I am Completely Clueless in Calculus

[jamimi13]

Today i was given some review questions from pre-calc, but i forgot how to even start the problems. One problem looks like this:
ln lsinxl=(ln l1-cos2x)-ln2)


i know that i have to prove that each side is equal, but i don't know where to begin...any suggestions?

 

[Pyrrhus]

$$\ln |\sin(x)| = \ln |1-cos2x| - \ln(2)$$

Apply Logarithm properties, (Review them)

$$\ln |\sin(x)| = \ln |\frac{1-cos2x}{2}|$$

Here's another hint Look up Half-Angle identities.

 

[modmans2ndcoming]

$$\ln |\sin(x)| = \ln |1-cos2x| - \ln(2)$$

Apply Logarithm properties, (Review them)

$$\ln |\sin(x)| = \ln |\frac{1-cos2x}{2}|$$

Here's another hint Look up Half-Angle identities.

mmmm...I love Trig Identities.

 

[PrudensOptimus]

Greetings friend,

Here is a step by step solution for your inquiry:

ln |sin(x)| = ln | (1-cos2x) / 2 | (after applying necessary log laws)
you raise base e to some exponets:
e^(ln|sin(x)|) = e^(ln|(1-cos2x)/2)
sin(x) = (1-cos2x)/2 (notice 1-cos2x/2 is another way of saying sin^2(x))

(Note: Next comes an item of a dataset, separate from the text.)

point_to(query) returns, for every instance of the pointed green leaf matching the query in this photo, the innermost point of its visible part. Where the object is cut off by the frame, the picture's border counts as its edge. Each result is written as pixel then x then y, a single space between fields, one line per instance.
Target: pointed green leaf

so they are not equal... unless you made a type and meant ln|sin^2(x)| originally.

 

[relinquished™]

PrudensOptimus is correct. There must be something wrong with your equality, unless the question was if you were to prove or disprove it. If the equality should be true, then

$$<br /> ln |sin^2 x| = ln | 1 - cos2x | - ln (2)<br />$$

 

[jamimi13]

That's for all the help guys!
You are all lifesavers!

 

[Pyrrhus]

That's for all the help guys!
You are all lifesavers!

It's glad to be of help!, and Welcome to PF!, i hope you enjoy your stay

 

[Theelectricchild]

This is the second best site in the world, after google of course.